Study: Lid wiper epitheliopathy
This was a large study (287 patients!) with some interesting highlights.
People more likely to have LWE included Asians (twice as likely as non-Asians) and contact lens wearers. Non contact lens wearers with LWE were not symptomatic.
Invest Ophthalmol Vis Sci. 2018 Apr 1;59(5):1878-1887. doi: 10.1167/iovs.17-23639.
The Relationship of Lid Wiper Epitheliopathy to Ocular Surface Signs and Symptoms.
Li W1, Yeh TN2, Leung T1, Yuen T1, Lerma M1, Lin MC1,2.
There has been interest in determining whether lid wiper epitheliopathy (LWE) plays a key role in causing ocular discomfort. Conflicting reports have made it difficult to discern whether LWE is more prevalent in certain populations, what characteristics are associated with its severity, and what its role is in symptomology. This cross-sectional study on a large and diverse population attempts to answer these questions.

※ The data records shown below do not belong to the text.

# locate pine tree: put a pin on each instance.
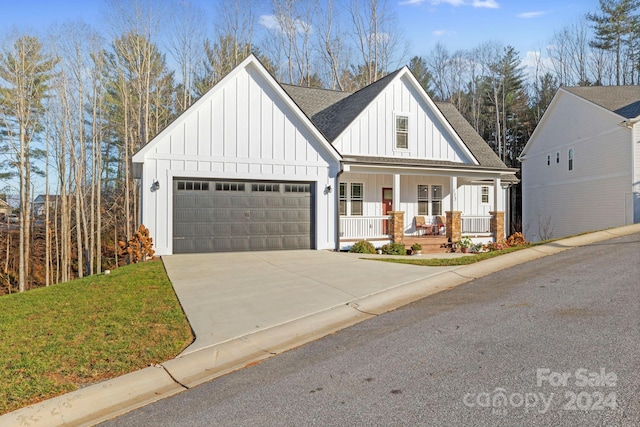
(616, 29)
(26, 70)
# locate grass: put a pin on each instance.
(70, 335)
(450, 262)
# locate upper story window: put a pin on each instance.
(570, 159)
(402, 132)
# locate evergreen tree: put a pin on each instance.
(615, 31)
(420, 70)
(25, 70)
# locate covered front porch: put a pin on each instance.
(384, 205)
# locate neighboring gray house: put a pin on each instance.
(5, 208)
(41, 201)
(581, 166)
(255, 165)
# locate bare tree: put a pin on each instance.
(331, 47)
(26, 69)
(377, 37)
(186, 46)
(569, 52)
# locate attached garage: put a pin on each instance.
(231, 215)
(242, 169)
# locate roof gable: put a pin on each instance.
(621, 100)
(613, 101)
(252, 65)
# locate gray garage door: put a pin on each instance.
(224, 216)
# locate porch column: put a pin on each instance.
(453, 199)
(454, 226)
(396, 191)
(397, 228)
(497, 224)
(497, 195)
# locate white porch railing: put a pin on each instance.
(476, 224)
(365, 227)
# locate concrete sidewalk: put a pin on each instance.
(248, 307)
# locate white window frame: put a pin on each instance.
(423, 198)
(484, 191)
(346, 198)
(397, 132)
(570, 159)
(433, 200)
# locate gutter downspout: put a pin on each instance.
(337, 206)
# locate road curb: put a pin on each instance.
(100, 402)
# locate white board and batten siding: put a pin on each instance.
(242, 129)
(559, 202)
(372, 133)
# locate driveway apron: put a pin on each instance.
(228, 295)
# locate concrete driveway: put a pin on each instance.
(228, 295)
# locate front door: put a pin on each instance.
(387, 207)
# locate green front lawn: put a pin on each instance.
(58, 339)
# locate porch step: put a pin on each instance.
(430, 244)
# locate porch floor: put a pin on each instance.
(430, 244)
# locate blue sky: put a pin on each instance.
(457, 24)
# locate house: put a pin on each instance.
(41, 201)
(581, 166)
(256, 165)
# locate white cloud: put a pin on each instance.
(451, 2)
(270, 22)
(490, 4)
(529, 15)
(440, 33)
(534, 63)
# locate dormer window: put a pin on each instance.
(402, 132)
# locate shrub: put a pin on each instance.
(516, 239)
(497, 246)
(363, 247)
(394, 249)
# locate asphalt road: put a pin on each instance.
(552, 342)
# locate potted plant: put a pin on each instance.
(416, 248)
(465, 243)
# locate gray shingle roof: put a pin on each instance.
(332, 111)
(313, 100)
(622, 100)
(474, 142)
(333, 118)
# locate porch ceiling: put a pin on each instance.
(383, 165)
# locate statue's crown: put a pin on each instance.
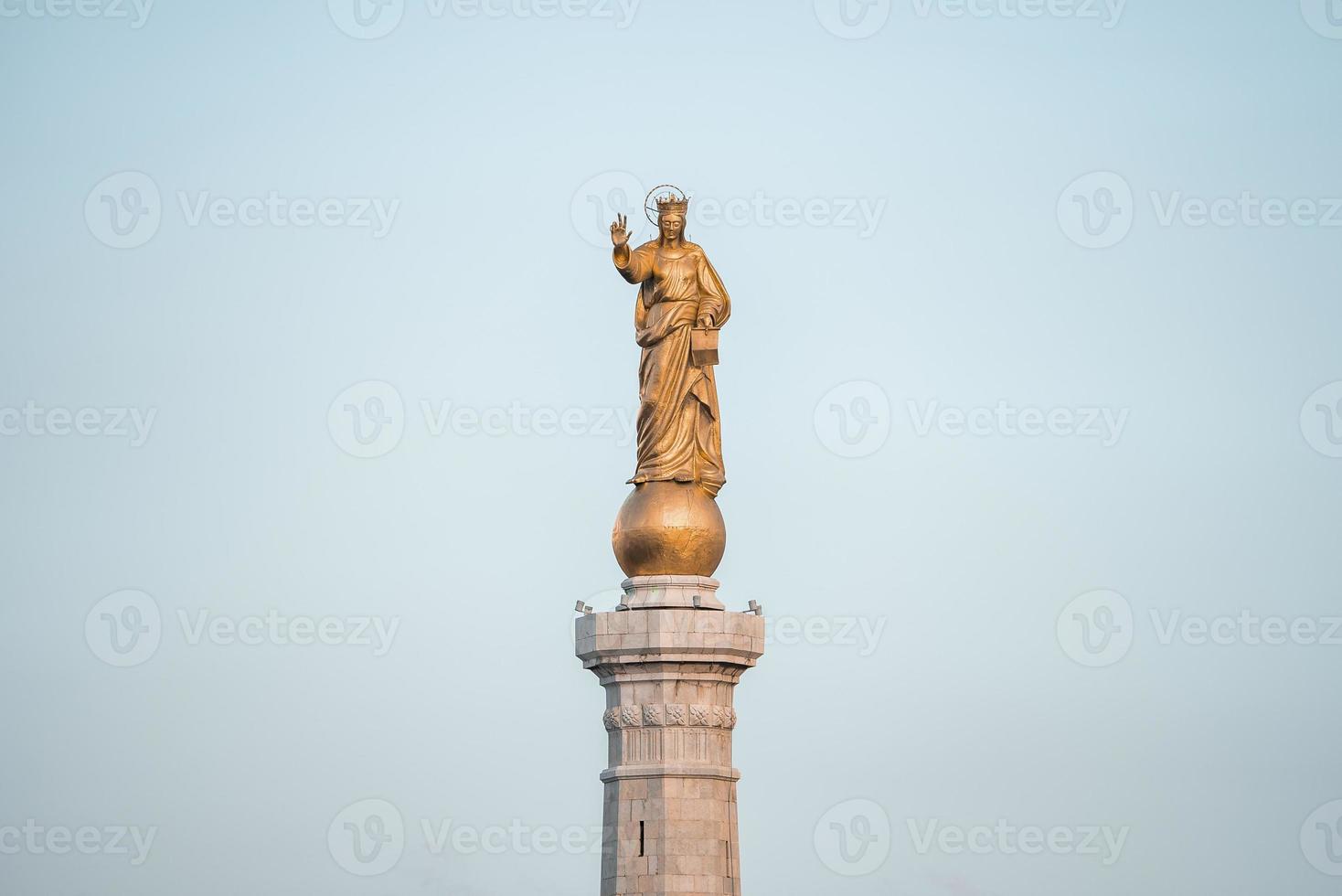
(670, 203)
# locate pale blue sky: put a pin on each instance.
(495, 148)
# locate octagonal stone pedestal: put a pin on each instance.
(670, 664)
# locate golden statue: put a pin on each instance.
(671, 525)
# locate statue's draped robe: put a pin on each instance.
(679, 430)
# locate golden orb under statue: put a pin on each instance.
(668, 528)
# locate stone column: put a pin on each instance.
(670, 657)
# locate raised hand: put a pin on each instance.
(620, 231)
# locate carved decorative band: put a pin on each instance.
(658, 715)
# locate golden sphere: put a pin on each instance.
(668, 528)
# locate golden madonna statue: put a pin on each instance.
(671, 523)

Subjects were asked to complete questionnaires related to dry eye and to ocular discomfort. A comprehensive set of ocular surface parameters were assessed, including LWE length and width, tear-film lipid layer thickness, fluorescein tear breakup time (FTBUT), lid-parallel conjunctival folds (LIPCOF), and corneal staining.

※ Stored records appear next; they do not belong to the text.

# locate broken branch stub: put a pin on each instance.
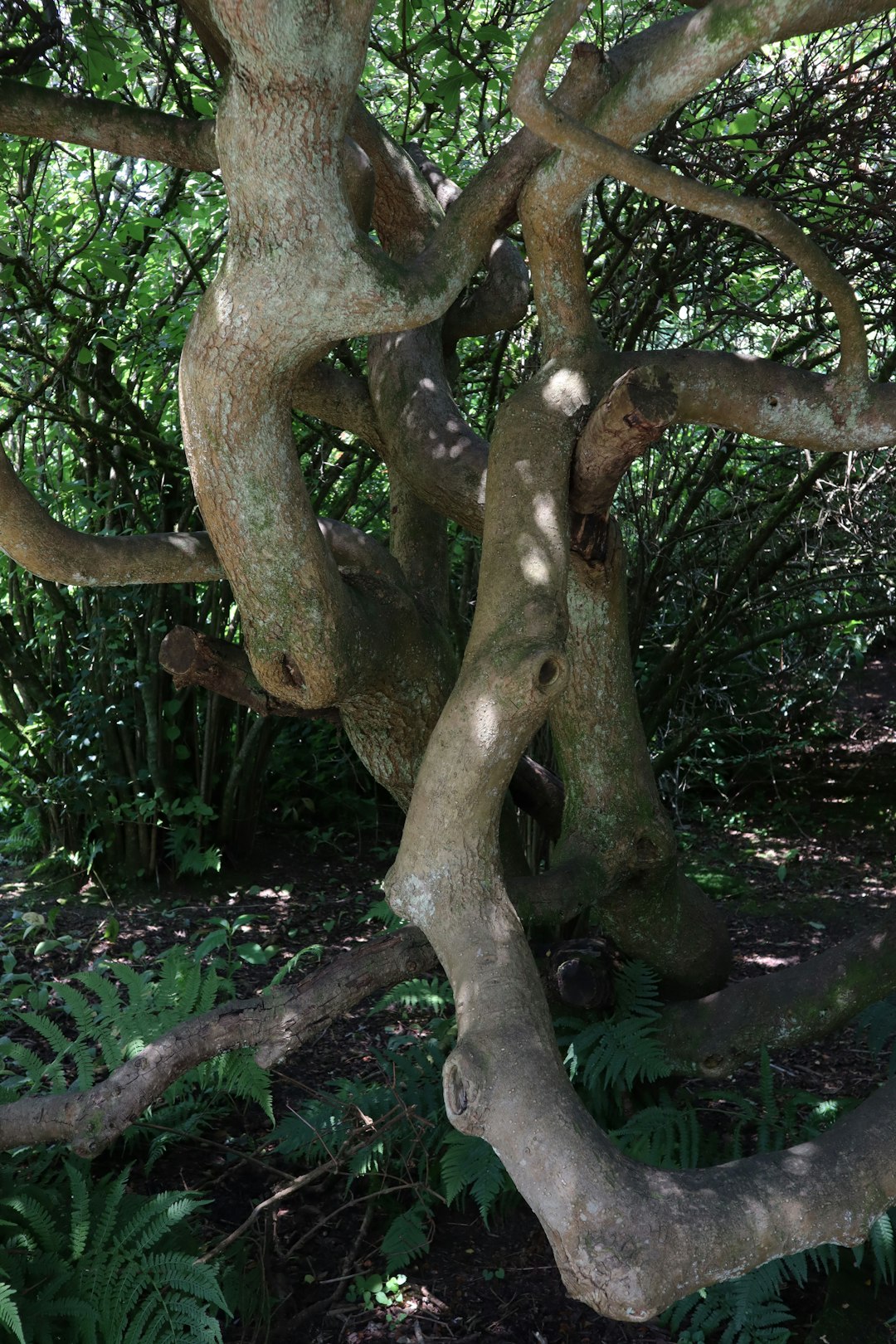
(635, 413)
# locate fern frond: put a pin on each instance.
(470, 1166)
(431, 995)
(407, 1237)
(883, 1244)
(80, 1220)
(10, 1312)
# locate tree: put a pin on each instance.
(331, 620)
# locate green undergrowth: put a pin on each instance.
(382, 1132)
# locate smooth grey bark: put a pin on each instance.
(301, 275)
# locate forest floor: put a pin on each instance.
(796, 874)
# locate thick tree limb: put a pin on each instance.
(338, 398)
(51, 114)
(631, 416)
(586, 145)
(197, 659)
(776, 402)
(273, 1025)
(713, 1035)
(54, 552)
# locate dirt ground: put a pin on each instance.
(794, 874)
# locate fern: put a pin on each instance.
(622, 1049)
(747, 1311)
(883, 1244)
(433, 995)
(407, 1237)
(114, 1014)
(665, 1136)
(10, 1317)
(110, 1265)
(878, 1025)
(469, 1166)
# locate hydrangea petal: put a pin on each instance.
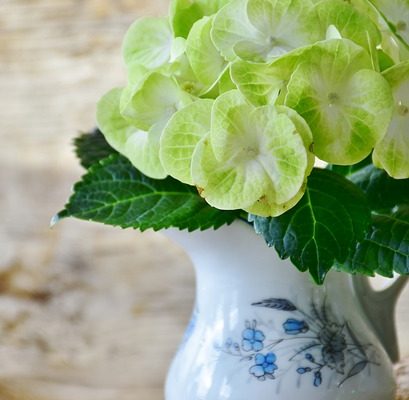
(184, 13)
(148, 42)
(391, 153)
(231, 25)
(349, 22)
(227, 186)
(347, 105)
(261, 30)
(153, 101)
(205, 60)
(141, 148)
(396, 12)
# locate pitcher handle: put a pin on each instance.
(379, 306)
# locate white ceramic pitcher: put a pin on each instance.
(262, 330)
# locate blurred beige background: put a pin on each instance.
(87, 312)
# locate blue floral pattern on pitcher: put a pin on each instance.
(321, 344)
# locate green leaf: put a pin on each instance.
(382, 191)
(92, 147)
(348, 170)
(322, 228)
(385, 249)
(115, 193)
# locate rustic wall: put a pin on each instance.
(86, 312)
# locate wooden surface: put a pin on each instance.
(86, 312)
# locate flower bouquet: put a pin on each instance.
(292, 115)
(228, 106)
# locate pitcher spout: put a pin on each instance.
(379, 306)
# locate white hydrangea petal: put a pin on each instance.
(391, 153)
(148, 42)
(181, 136)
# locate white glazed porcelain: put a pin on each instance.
(262, 330)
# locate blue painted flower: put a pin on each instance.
(265, 366)
(303, 370)
(317, 378)
(253, 339)
(295, 327)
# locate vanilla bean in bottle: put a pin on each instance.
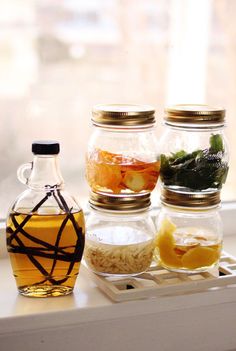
(45, 228)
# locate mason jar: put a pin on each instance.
(122, 155)
(120, 236)
(189, 231)
(194, 151)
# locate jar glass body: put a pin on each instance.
(45, 234)
(122, 160)
(120, 244)
(188, 240)
(193, 158)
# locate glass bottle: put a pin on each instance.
(120, 235)
(45, 228)
(194, 151)
(189, 231)
(122, 155)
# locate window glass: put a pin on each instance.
(58, 58)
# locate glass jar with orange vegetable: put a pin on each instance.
(122, 155)
(189, 237)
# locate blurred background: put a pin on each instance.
(58, 58)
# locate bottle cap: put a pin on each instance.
(45, 147)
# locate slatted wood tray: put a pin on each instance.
(157, 281)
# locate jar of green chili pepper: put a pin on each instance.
(194, 152)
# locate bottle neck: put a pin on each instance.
(45, 173)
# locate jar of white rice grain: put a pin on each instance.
(120, 237)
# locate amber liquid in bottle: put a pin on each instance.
(45, 251)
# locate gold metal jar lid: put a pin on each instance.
(187, 199)
(123, 115)
(119, 202)
(194, 114)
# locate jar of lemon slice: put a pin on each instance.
(189, 237)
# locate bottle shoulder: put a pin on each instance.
(45, 202)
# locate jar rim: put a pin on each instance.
(199, 115)
(123, 115)
(190, 200)
(120, 203)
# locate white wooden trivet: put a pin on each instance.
(157, 281)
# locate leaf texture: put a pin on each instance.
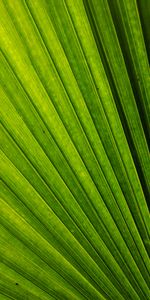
(75, 163)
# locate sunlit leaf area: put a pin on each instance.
(74, 156)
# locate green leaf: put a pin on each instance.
(75, 164)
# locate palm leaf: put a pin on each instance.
(75, 164)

A total of 287 subjects participated in the study. LWE was observed in 45% of the study cohort and was twice as prevalent in Asians than non-Asians (P < 0.005). LWE was more likely to present in contact lens wearers than non-contact lens wearers (P = 0.03). Decreased FTBUT was associated with increased LWE length and width (P < 0.005 and P = 0.01, respectively), although only a small effect size was noted. Presence of LIPCOF was linked with a 0.25-grade increase in LWE width (P = 0.01). Only LWE width was associated with greater symptoms in contact lens wearers.
LWE was associated with decreased tear-film stability, contact lens wear, lid anatomy, and LIPCOF. LWE was not associated with symptoms in non-contact lens wearers. LWE width was associated with greater symptoms in contact lens wearers but was only clinically significant with moderate to severe LWE width.